If there are 2,200 babies born every day in Britain, we can assume that roughly that number of couples learnt yesterday that they are expecting a child. But how many of them were aware of another big bit of parenting news? This month brings with it the arrival, after a sometimes-fraught gestation, of a new rule to allow parents to split child-rearing duties during the first year of their baby’s life.

Shared Parental Leave means that the parents of babies due on or after 5 April next year can apply to share maternity leave. The pay and time off per baby is the same – 12 months – but after a minimum two weeks for the mother, eligible couples can dice up the rest into as many chunks as they like, alternating, overlapping or even engaging in a six-month mutual bondathon.

But as employers prepare for and receive the first applications from expectant parents, what seems like long-overdue progress to many presents complications for others. And that doesn’t just mean small businesses, who are bound to worry about paperwork or the potential loss of, in this case, valuable man-hours.
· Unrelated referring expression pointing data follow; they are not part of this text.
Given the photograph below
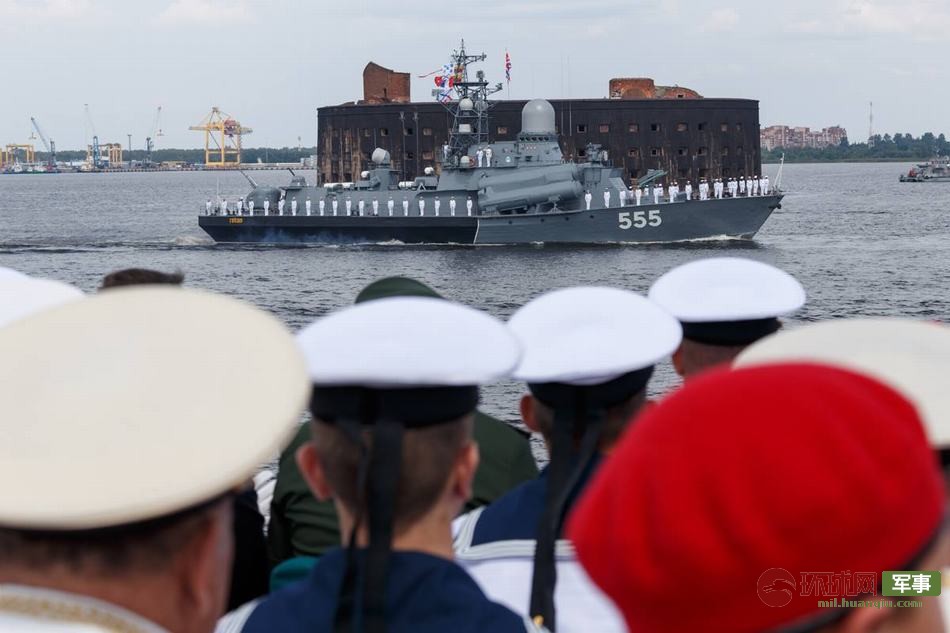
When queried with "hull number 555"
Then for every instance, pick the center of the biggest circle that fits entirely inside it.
(639, 219)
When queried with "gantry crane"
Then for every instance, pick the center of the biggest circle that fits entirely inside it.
(155, 133)
(222, 138)
(50, 146)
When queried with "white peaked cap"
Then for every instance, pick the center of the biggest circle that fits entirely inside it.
(590, 335)
(22, 296)
(727, 289)
(408, 342)
(139, 403)
(913, 357)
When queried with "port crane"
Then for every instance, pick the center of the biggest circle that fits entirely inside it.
(49, 144)
(156, 132)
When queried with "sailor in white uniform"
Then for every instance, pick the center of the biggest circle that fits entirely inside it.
(104, 494)
(724, 304)
(585, 385)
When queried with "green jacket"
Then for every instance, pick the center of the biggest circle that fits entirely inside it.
(300, 525)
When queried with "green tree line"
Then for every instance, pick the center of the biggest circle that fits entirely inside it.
(900, 147)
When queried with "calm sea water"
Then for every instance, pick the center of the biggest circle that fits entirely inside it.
(860, 242)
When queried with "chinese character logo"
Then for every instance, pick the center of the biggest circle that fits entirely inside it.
(776, 587)
(911, 583)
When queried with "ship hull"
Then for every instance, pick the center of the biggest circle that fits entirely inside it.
(667, 222)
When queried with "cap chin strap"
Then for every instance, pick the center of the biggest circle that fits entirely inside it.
(563, 480)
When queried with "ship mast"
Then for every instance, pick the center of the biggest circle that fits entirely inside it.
(469, 109)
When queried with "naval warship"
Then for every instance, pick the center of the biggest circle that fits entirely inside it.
(512, 192)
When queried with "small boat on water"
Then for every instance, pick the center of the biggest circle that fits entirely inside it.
(935, 170)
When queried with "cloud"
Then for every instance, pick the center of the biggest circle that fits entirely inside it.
(205, 12)
(721, 20)
(45, 9)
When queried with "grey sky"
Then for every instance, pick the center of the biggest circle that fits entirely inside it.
(271, 64)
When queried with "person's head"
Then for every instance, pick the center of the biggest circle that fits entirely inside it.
(724, 305)
(137, 276)
(138, 514)
(751, 484)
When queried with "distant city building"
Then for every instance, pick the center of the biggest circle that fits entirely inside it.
(782, 136)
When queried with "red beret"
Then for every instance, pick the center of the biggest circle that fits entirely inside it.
(800, 467)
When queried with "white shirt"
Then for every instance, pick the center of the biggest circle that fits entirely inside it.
(36, 610)
(504, 569)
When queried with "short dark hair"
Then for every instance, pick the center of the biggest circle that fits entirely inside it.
(136, 276)
(618, 417)
(140, 547)
(428, 455)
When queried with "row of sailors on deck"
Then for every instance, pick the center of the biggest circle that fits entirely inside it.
(333, 207)
(782, 454)
(717, 188)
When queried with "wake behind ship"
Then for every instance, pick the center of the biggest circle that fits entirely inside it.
(514, 192)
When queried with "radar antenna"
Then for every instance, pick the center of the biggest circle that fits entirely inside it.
(466, 102)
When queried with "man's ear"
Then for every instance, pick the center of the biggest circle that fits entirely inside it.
(529, 413)
(678, 364)
(311, 468)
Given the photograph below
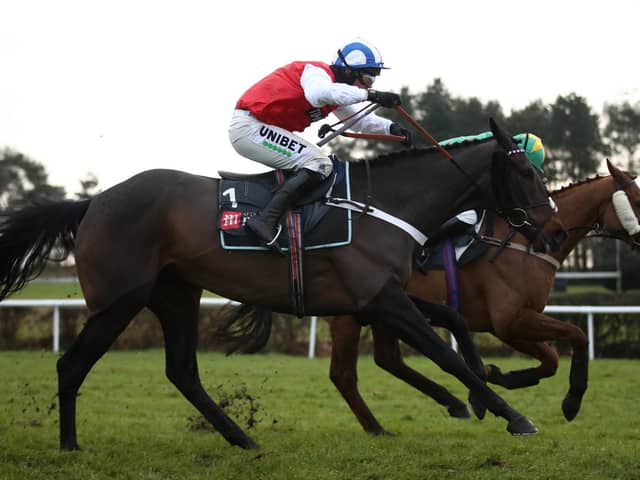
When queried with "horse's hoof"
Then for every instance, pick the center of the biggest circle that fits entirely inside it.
(477, 406)
(571, 406)
(458, 411)
(247, 443)
(521, 425)
(70, 447)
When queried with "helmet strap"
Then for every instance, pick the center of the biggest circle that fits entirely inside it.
(349, 73)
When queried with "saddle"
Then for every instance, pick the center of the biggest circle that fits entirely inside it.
(244, 195)
(465, 246)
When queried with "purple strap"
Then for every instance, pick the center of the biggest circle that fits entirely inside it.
(451, 274)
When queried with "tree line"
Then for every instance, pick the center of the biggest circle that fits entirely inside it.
(576, 140)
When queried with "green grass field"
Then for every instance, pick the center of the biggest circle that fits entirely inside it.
(133, 424)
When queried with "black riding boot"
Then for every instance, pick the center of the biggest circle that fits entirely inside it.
(264, 224)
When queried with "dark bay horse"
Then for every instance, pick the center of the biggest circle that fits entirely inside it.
(506, 298)
(152, 241)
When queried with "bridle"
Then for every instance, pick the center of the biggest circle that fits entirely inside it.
(625, 215)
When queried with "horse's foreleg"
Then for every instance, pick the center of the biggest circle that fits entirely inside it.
(176, 305)
(534, 326)
(97, 335)
(393, 307)
(345, 337)
(387, 356)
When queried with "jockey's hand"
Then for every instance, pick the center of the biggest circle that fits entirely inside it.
(396, 129)
(386, 99)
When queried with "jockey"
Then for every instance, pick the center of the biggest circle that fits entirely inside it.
(289, 100)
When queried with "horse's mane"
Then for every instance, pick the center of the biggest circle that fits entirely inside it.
(393, 156)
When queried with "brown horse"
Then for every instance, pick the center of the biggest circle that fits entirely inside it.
(505, 297)
(152, 241)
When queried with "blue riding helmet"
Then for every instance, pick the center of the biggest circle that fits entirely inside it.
(358, 54)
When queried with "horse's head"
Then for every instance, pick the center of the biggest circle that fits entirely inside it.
(521, 196)
(620, 217)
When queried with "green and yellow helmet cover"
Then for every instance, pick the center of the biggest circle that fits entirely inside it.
(533, 148)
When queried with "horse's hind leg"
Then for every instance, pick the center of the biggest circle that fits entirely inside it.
(442, 316)
(176, 305)
(393, 307)
(345, 337)
(537, 327)
(387, 356)
(98, 334)
(526, 377)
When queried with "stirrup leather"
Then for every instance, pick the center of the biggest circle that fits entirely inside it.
(275, 237)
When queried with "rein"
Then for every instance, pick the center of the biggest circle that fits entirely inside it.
(506, 243)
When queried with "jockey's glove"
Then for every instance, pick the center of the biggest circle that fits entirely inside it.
(386, 99)
(395, 129)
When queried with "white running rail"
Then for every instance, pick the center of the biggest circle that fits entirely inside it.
(57, 304)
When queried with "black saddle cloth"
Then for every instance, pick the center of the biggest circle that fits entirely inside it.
(242, 196)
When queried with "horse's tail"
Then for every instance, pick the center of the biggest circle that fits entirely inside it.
(246, 329)
(28, 235)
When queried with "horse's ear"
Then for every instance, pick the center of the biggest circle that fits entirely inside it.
(501, 136)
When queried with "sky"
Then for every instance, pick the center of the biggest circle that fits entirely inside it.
(115, 87)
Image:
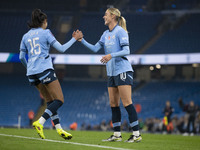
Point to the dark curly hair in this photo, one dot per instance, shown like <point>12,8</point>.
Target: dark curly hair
<point>37,19</point>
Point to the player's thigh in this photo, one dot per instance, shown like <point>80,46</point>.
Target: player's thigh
<point>55,90</point>
<point>125,94</point>
<point>42,89</point>
<point>114,97</point>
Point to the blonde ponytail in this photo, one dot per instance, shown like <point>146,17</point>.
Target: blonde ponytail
<point>121,20</point>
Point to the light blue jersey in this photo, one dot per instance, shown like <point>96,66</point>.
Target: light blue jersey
<point>37,42</point>
<point>116,43</point>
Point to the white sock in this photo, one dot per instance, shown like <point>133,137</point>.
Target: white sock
<point>136,133</point>
<point>117,134</point>
<point>42,120</point>
<point>58,126</point>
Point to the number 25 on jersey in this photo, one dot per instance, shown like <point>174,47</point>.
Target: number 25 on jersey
<point>35,47</point>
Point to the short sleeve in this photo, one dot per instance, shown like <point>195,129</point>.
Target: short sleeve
<point>22,45</point>
<point>50,37</point>
<point>102,39</point>
<point>123,38</point>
According to a survey of 1,000 employed men and women by Glassdoor, a jobs website, only a quarter of men agreed that parents should split leave evenly, while just 10 per cent said they would take the maximum leave the new rule allows.

One friend of mine who recently returned to work two weeks after the birth of his son points out that he is ill-equipped to breastfeed him, and that his bigger salary would result in a hit to the family (money paid for leave, whoever takes it, will remain the same – 90 per cent of normal salary for six weeks, then the statutory £138 per week for the next 33 weeks). “The flip side of that is that if the mother earns loads more, you can reverse that, so it is definitely a good thing,” he adds.
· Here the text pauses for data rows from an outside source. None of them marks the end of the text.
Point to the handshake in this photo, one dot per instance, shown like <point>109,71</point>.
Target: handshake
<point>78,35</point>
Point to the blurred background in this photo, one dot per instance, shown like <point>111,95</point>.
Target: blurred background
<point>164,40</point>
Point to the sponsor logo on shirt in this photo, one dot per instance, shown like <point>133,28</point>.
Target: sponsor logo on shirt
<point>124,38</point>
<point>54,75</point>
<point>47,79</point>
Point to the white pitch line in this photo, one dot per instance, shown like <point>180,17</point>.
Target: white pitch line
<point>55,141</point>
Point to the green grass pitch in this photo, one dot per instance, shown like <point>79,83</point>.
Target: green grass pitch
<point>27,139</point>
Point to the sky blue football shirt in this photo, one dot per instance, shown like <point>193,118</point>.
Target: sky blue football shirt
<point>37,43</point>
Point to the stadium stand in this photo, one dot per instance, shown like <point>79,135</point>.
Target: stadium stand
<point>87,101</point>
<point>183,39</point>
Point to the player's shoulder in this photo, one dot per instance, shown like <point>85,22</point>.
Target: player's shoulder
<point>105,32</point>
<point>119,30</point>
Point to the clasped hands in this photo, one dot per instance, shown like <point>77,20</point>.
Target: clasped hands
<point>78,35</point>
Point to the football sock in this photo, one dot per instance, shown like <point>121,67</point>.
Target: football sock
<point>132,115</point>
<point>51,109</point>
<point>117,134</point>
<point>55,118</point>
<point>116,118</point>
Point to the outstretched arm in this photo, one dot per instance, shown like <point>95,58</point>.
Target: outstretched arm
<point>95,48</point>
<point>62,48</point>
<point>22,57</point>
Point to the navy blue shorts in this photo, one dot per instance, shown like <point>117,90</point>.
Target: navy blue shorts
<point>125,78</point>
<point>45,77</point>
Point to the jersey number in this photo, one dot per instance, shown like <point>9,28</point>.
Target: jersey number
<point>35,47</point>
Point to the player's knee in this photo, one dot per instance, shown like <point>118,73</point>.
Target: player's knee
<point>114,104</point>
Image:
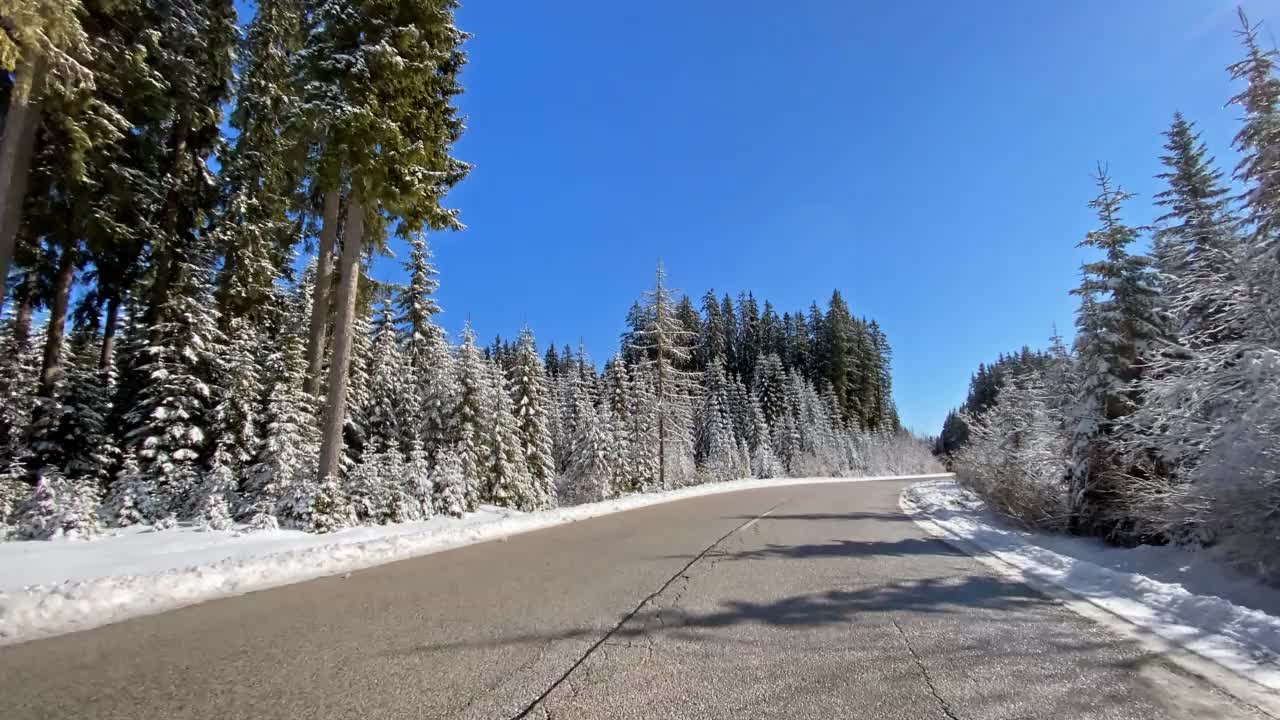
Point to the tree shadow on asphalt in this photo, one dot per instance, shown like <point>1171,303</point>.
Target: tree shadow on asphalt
<point>844,606</point>
<point>942,595</point>
<point>886,516</point>
<point>837,548</point>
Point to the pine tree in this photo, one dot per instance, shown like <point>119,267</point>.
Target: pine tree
<point>255,233</point>
<point>714,440</point>
<point>467,428</point>
<point>439,396</point>
<point>379,86</point>
<point>763,461</point>
<point>170,419</point>
<point>59,506</point>
<point>449,484</point>
<point>589,472</point>
<point>18,373</point>
<point>280,478</point>
<point>1194,247</point>
<point>507,482</point>
<point>663,345</point>
<point>385,408</point>
<point>236,418</point>
<point>529,388</point>
<point>1119,324</point>
<point>87,449</point>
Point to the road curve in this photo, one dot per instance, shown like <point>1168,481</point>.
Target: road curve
<point>805,601</point>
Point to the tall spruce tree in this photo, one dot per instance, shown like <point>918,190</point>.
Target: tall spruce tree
<point>1119,324</point>
<point>531,408</point>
The breast barrier comes up a lot when you ask people about this. So, too, does the idea that, feeding aside, motherhood is at stake. “Most women I’ve spoken to feel that this is important because it creates a better sense of choice and equality,” says Charlotte Philby, the editor-in-chief of Motherland, the parenting website. “But they also feel it’s a bit threatening. Those months are so precious and a lot of the new mothers feel like there could be greater stigma if they kept the full leave – like they’re choosing to relinquish a career, or are unprogressive.”
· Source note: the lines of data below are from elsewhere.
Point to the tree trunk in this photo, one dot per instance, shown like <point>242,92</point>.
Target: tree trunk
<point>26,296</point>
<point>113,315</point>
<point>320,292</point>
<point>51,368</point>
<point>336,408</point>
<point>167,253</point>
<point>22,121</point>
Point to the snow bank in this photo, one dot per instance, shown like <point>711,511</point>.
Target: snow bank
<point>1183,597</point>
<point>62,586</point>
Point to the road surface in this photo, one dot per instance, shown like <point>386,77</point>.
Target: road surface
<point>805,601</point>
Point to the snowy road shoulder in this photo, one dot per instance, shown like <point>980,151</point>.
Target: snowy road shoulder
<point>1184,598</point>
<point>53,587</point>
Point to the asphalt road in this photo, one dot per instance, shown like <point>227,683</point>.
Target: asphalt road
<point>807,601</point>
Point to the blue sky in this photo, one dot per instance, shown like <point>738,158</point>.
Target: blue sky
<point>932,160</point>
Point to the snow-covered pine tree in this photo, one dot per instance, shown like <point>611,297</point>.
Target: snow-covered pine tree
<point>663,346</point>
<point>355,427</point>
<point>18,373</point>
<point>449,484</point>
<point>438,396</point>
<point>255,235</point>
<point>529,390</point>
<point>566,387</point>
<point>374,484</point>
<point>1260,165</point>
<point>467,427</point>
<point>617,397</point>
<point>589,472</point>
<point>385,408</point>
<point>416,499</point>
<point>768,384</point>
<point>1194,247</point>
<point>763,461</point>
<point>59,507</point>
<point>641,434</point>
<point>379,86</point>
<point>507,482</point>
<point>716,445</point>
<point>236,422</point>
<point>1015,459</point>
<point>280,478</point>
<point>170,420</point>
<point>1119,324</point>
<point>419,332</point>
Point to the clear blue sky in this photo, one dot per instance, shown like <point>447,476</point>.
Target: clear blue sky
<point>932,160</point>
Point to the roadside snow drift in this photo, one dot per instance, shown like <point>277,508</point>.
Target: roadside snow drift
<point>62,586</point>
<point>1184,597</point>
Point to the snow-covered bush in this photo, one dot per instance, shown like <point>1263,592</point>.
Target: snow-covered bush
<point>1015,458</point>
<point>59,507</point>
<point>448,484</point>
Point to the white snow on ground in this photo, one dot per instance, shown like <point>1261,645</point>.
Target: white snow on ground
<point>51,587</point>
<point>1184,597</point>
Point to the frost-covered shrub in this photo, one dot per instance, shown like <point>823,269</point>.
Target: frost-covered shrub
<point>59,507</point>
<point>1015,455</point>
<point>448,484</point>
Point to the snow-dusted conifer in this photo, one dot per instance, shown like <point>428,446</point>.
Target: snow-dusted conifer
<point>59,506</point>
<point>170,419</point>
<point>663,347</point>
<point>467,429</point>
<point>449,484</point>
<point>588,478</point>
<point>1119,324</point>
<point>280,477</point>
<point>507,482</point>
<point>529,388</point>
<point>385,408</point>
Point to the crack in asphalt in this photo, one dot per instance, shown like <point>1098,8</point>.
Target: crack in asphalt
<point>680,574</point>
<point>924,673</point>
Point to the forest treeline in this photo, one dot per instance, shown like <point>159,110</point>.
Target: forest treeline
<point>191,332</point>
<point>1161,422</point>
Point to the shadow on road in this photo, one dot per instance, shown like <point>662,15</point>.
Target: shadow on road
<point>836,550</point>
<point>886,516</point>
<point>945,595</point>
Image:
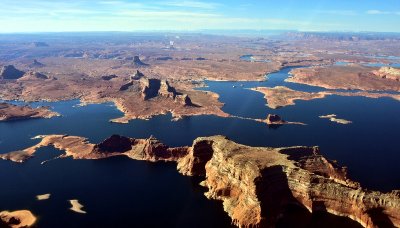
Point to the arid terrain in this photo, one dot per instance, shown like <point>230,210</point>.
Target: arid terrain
<point>111,70</point>
<point>256,184</point>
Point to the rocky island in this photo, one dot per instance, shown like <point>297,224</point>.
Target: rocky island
<point>281,96</point>
<point>10,112</point>
<point>255,184</point>
<point>17,219</point>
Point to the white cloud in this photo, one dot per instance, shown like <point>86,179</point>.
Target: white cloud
<point>338,12</point>
<point>377,12</point>
<point>191,4</point>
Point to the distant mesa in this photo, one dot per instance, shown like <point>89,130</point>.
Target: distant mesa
<point>109,77</point>
<point>10,72</point>
<point>164,58</point>
<point>74,55</point>
<point>9,112</point>
<point>271,180</point>
<point>138,63</point>
<point>138,75</point>
<point>34,75</point>
<point>388,73</point>
<point>36,64</point>
<point>156,87</point>
<point>39,44</point>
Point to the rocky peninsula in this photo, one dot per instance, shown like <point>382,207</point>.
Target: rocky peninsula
<point>352,77</point>
<point>17,219</point>
<point>255,184</point>
<point>281,96</point>
<point>10,112</point>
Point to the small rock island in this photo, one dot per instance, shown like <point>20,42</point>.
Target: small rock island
<point>255,184</point>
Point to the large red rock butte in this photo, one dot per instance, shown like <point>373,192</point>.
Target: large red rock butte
<point>256,184</point>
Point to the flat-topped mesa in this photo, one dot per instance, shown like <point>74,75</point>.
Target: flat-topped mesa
<point>273,119</point>
<point>166,90</point>
<point>155,87</point>
<point>108,77</point>
<point>36,64</point>
<point>10,72</point>
<point>388,73</point>
<point>257,185</point>
<point>138,75</point>
<point>10,112</point>
<point>150,87</point>
<point>33,75</point>
<point>138,63</point>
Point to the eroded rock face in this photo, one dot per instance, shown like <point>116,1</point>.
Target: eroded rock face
<point>115,143</point>
<point>34,75</point>
<point>138,63</point>
<point>10,72</point>
<point>150,87</point>
<point>108,77</point>
<point>36,64</point>
<point>388,73</point>
<point>154,87</point>
<point>255,184</point>
<point>138,75</point>
<point>17,219</point>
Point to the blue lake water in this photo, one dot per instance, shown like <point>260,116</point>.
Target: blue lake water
<point>126,193</point>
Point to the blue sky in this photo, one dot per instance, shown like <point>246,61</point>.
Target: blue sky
<point>130,15</point>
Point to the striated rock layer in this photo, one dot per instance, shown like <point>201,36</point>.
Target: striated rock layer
<point>255,184</point>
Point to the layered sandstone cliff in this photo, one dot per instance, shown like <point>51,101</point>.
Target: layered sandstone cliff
<point>255,184</point>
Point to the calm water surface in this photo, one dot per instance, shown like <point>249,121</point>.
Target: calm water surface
<point>120,192</point>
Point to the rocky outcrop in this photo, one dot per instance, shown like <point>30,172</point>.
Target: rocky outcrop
<point>273,119</point>
<point>34,75</point>
<point>388,73</point>
<point>184,100</point>
<point>166,90</point>
<point>108,77</point>
<point>115,143</point>
<point>138,63</point>
<point>138,75</point>
<point>10,112</point>
<point>36,64</point>
<point>10,72</point>
<point>154,87</point>
<point>126,86</point>
<point>150,87</point>
<point>257,185</point>
<point>17,219</point>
She adds: “The truth is that a lot of women savour this period out of work for the time it gives us to connect not just with our new baby, but also with other new mothers, forging the friendship circles that become a lifeline and long-term social network.”

But why could that not apply equally to fathers, and their careers, connections and social networks? Dan Barber is father to Aurora, who’s five, and Ottilie, six months. He works for a company (ahem, this newspaper) which decided to jump the legal gun and offer shared leave this year. His wife, Hat, took the first five months before going back to running a photographic agency. Dan is now halfway through a two-month chunk at home.

“After the whole process of pregnancy and birth itself, mothers definitely need time to adjust and develop that bond,” he whispers during a nap. “But after that, I think it’s equally important for the dad. I used to see them for an hour or so in the morning but otherwise I was a weekend father, floating in and out of their lives. Now I have this opportunity to spend all day, every day with Ottilie for two months. I get to form stronger bonds.”

Dan has already noticed more dads around since his blink-and-miss-it paternity leave with Aurora, and says the shared approach is worth the cost for his family (and Hat’s evening milk-expressing sessions). “Switching roles has also given us a mutual appreciation of what it’s like on the other side,” he adds. But other men talk about cultural expectations. “It seems like an unwritten rule that the men do the hard hours in the office,” says another male friend. “The unfortunate result of this is that I get to spend far less time with my child than I’d hope to.”

Which is why Jeremy Davies, a father and spokesman for the Fatherhood Institute, hopes the new regulations will trigger a societal as well as practical shift. “The way that we should think about this is in terms of the benefits to children,” he says, describing the perceived wisdom that the maternal bond is supreme as “1950s” thinking. He cites studies that reveal hormonal changes in men who spend more time with their babies (testosterone levels drop, for example), and others that show the importance of multiple “attachments” in the first months of life, regardless of gender.

“Allowing fathers to be engaged and confident parents, rather than assistants to an ‘expert’, has all sorts of benefits,” he explains. Most positively, he adds, “it enables a conversation that people haven’t really been able to have until now”.